I would start in the 50-60% of new retail prices. It also depends on how hard the tool has been used and if any repairs are needed. If the tool is older, 20+ yrs, figure some maintenance will be needed and factor that into price. Ebay and Craigslist are NOT a good representation of pricing. Almost all of the tools there are way over priced.


----------



## richgreer (Dec 25, 2009)

It's my observation that the ratio of used prices to new prices varies by brand. Lie-Nielsen, Veritas and Festools often sell for 80-90% of what a new tool would cost. I've even seen some sell for over 100% of the new cost. 
With some of the cheaper brand names you get very little, if anything, for used tools.

Checking the going prices on ebay and CL is a good idea.

However, it I were selling a Jet or a Grizzly, in good condition, I'd be happy to get 50% of the original price.


----------



## HorizontalMike (Jun 3, 2010)

Searching LJ for used tool values I came across this LJ opinion (keeping poster's name anonymous):

"I never pay more than 50% of retail for used tools unless they are less than a year old and in really great shape. One thing about used equipment is that you can usually resell it for the same price you paid for it."

I bring this up because I kept seeing the "50% off new" referenced quite a bit. To me, this price mark appears to be being set arbitrarily by "buyers" as the proverbial "good deal." For example, I even found a 16 year old Grizzly jointer go for this 50% off when considering buying a 2yr old model jointer.

All this being said, there is wiggle room between 50% and "full retail" for used equipment. Pay attention to condition of used equipment and to the environment/shop that it came from. Much can be learned by looking around at the surroundings. If a piece of shop equipment is NOT in the "shop" then ask WHY. Original receipts are always a positive, giving you a better perspective on value.

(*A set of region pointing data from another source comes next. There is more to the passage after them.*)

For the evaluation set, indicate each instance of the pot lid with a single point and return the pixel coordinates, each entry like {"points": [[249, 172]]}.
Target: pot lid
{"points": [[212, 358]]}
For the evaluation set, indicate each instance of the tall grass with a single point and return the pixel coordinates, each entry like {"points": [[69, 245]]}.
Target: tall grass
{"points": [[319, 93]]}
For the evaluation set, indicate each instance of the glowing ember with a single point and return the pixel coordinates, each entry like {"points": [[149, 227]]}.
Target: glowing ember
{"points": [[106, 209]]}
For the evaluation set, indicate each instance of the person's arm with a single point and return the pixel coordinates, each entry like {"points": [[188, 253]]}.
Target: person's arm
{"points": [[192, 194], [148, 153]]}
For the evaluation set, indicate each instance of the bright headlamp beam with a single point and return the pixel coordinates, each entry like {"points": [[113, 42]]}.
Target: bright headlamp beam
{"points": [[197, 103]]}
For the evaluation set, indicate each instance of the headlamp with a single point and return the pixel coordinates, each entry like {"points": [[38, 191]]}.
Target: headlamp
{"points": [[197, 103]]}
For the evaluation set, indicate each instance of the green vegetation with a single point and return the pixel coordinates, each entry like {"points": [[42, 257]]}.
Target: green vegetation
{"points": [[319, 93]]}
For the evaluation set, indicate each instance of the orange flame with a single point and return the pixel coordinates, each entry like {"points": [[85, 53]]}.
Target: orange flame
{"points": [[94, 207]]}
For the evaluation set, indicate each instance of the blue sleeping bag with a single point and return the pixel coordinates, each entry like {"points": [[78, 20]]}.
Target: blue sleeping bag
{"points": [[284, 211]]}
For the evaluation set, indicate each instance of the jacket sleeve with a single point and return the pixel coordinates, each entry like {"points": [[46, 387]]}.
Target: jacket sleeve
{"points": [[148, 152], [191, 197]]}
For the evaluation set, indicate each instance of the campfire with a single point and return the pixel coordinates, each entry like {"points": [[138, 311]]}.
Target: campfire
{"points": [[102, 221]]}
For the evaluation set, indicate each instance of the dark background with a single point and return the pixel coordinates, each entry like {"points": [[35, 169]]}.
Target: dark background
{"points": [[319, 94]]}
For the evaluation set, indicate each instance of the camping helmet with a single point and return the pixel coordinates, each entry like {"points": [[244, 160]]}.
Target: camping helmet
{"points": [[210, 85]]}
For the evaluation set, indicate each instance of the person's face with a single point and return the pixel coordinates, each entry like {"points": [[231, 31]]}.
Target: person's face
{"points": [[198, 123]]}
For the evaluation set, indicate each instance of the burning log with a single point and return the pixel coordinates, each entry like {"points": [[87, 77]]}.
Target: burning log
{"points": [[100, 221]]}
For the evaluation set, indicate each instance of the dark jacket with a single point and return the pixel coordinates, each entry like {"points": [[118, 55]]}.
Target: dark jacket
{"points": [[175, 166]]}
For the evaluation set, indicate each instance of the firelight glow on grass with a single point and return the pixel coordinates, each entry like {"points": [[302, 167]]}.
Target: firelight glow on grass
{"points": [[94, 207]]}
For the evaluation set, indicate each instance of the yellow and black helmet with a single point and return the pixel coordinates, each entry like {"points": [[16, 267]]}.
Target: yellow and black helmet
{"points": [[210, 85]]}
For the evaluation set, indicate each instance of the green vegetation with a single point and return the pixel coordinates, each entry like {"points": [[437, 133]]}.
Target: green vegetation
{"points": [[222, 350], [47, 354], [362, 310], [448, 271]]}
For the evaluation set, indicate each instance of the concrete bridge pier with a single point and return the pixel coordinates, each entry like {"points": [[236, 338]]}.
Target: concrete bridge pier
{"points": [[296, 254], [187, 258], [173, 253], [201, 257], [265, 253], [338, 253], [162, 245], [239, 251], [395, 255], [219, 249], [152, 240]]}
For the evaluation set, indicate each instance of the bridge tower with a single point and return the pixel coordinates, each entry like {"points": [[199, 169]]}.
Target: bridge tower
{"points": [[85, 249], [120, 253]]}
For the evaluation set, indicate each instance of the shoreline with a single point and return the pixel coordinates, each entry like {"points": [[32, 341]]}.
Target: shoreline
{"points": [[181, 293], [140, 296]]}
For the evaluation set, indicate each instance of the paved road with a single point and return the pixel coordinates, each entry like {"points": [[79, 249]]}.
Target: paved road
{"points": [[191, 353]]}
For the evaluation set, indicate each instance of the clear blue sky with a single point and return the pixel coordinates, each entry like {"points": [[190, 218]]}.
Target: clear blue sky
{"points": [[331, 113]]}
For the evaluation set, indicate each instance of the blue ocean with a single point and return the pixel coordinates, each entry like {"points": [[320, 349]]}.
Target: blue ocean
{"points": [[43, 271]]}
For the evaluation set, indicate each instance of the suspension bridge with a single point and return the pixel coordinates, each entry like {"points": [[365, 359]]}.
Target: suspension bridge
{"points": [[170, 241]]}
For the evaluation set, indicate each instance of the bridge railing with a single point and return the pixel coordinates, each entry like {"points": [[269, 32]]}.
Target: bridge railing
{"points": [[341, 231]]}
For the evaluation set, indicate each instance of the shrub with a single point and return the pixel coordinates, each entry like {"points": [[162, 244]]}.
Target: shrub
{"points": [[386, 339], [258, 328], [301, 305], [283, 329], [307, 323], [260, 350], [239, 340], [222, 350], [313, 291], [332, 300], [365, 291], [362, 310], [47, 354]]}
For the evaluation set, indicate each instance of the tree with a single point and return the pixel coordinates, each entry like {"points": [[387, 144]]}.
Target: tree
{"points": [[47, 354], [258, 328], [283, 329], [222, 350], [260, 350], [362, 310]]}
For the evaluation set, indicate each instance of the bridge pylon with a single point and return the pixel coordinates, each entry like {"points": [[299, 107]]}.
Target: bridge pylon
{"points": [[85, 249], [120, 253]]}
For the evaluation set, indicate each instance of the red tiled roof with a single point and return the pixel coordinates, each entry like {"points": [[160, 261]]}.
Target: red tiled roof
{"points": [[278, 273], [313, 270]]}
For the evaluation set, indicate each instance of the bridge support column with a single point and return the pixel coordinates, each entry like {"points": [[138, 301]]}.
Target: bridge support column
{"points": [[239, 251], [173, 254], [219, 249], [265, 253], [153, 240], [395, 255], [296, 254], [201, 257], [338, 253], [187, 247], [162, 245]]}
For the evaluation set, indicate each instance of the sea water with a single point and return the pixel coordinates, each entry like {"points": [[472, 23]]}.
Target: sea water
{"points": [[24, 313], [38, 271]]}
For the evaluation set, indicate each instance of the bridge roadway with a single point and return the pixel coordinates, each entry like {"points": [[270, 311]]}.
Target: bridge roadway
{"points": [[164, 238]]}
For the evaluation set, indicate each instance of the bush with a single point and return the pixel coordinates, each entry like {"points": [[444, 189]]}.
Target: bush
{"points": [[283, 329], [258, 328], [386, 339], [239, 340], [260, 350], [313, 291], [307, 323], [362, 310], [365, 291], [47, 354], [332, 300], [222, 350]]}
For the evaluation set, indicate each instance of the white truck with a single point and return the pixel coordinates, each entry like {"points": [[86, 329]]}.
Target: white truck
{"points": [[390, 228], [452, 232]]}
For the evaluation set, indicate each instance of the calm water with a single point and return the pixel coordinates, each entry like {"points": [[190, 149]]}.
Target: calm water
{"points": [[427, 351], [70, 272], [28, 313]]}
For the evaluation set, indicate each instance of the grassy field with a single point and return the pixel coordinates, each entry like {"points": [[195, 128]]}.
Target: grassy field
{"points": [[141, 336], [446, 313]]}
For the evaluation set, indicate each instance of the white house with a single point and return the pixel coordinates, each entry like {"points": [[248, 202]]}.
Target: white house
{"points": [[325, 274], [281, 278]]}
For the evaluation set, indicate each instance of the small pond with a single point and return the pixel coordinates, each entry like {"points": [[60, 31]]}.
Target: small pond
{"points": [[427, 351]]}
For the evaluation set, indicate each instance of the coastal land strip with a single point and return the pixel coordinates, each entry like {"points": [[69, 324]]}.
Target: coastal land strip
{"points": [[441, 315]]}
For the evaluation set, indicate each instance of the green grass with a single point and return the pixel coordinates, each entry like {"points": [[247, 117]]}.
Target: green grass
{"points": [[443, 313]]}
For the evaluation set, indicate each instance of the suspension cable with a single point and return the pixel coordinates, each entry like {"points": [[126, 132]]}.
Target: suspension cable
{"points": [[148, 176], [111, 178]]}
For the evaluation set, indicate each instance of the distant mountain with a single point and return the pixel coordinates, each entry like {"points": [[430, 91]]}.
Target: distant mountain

Finally, DO consider shipping costs (or the lack there of). If you find a piece of used equipment locally and do NOT have to pay what would have been "shipping costs", that is money still in your pocket. The seller also knows this, so use this knowledge when bargaining for a proper "price." A price that sounds "high" (retail to used price) may be a better bargain when you consider that you don't have to pay shipping. For example, on that jointer I purchased "used", I saved $150 in shipping costs by picking it up local and added to the $200 "off" retail price ($700 vs $899) for just the jointer, I actually "saved" nearly twice as much as I would have had I ordered "new" and had to pay shipping.

There is no hard and fast rule for value, but "canadianchips" is correct in that 25-30% does come off the top because of the lack of warranty on older equipment that is beyond the warranty period. Along those lines, any equipment problems should now have already been worked-out/repaired.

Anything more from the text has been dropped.